🤖 AI Summary
Weak reasoning capabilities of large language models (LLMs) and vision-language models (VLMs) hinder their trustworthy deployment in high-stakes domains such as healthcare, finance, and law.
Method: We propose the first unified taxonomy for reasoning paradigms—systematically comparing chain-of-thought, tree-based, and reflective strategies—and analyze their fundamental trade-offs among generalizability, interpretability, and computational efficiency. Through a comprehensive survey of techniques—including chain-of-thought prompting, self-consistency, verifier-guided reasoning, process supervision, and VLM-augmented joint reasoning—we identify three core bottlenecks: long-horizon logical consistency, dynamic knowledge integration, and causal inference.
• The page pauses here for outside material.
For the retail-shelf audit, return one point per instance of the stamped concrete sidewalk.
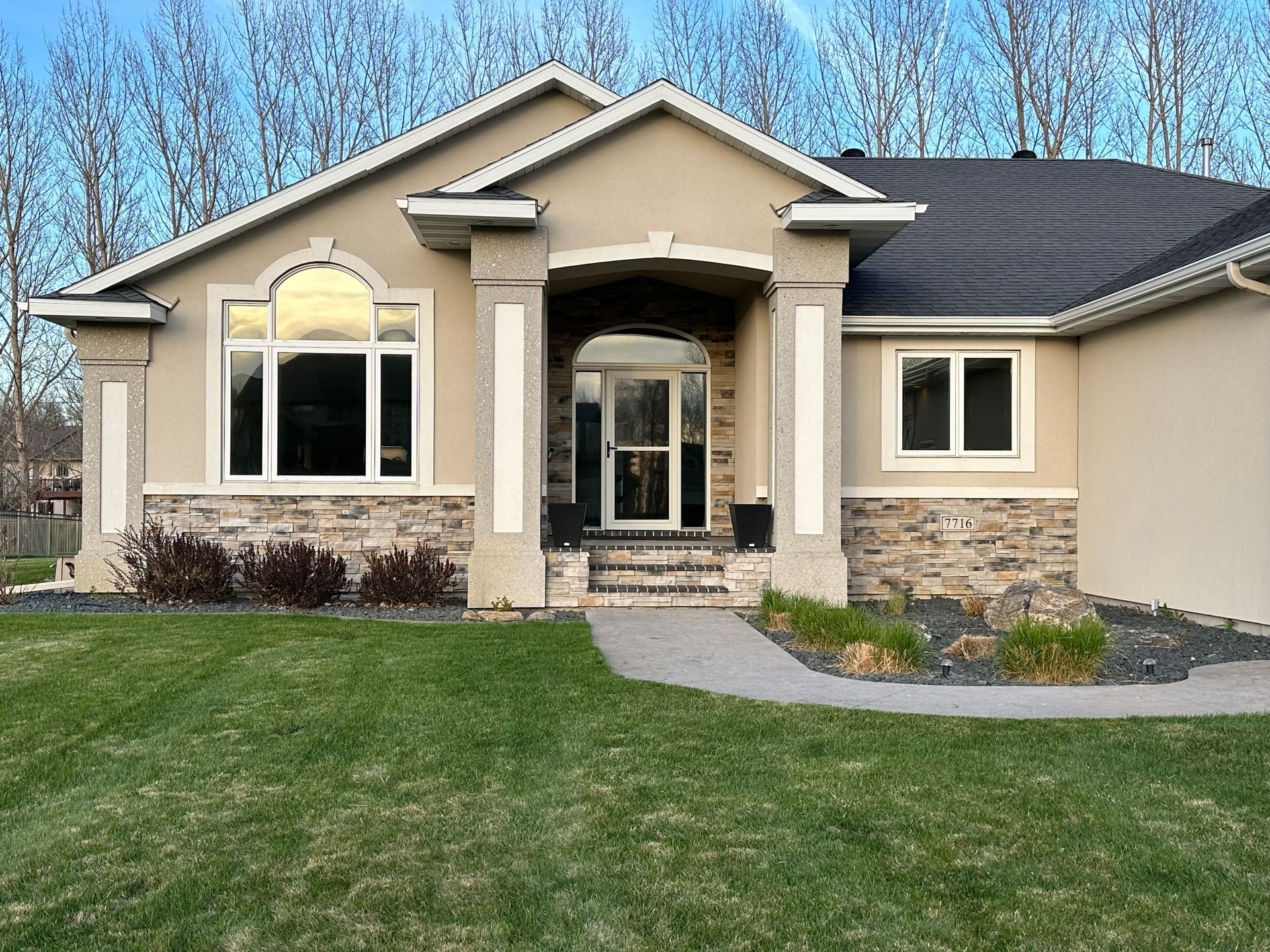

Contribution/Results: We introduce novel evaluation dimensions tailored to trustworthy AI and establish a principled foundation for enhancing deep reasoning and real-world robustness in multimodal models, offering both theoretical insights and actionable methodological pathways.
📝 Abstract
Large Language Models (LLMs) are highly proficient in language-based tasks. Their language capabilities have positioned them at the forefront of the future AGI (Artificial General Intelligence) race. However, on closer inspection, Valmeekam et al. (2024); Zecevic et al. (2023); Wu et al. (2024) highlight a significant gap between their language proficiency and reasoning abilities. Reasoning in LLMs and Vision Language Models (VLMs) aims to bridge this gap by enabling these models to think and re-evaluate their actions and responses. Reasoning is an essential capability for complex problem-solving and a necessary step toward establishing trust in Artificial Intelligence (AI). This will make AI suitable for deployment in sensitive domains, such as healthcare, banking, law, defense, security etc. In recent times, with the advent of powerful reasoning models like OpenAI O1 and DeepSeek R1, reasoning endowment has become a critical research topic in LLMs. In this paper, we provide a detailed overview and comparison of existing reasoning techniques and present a systematic survey of reasoning-imbued language models. We also study current challenges and present our findings.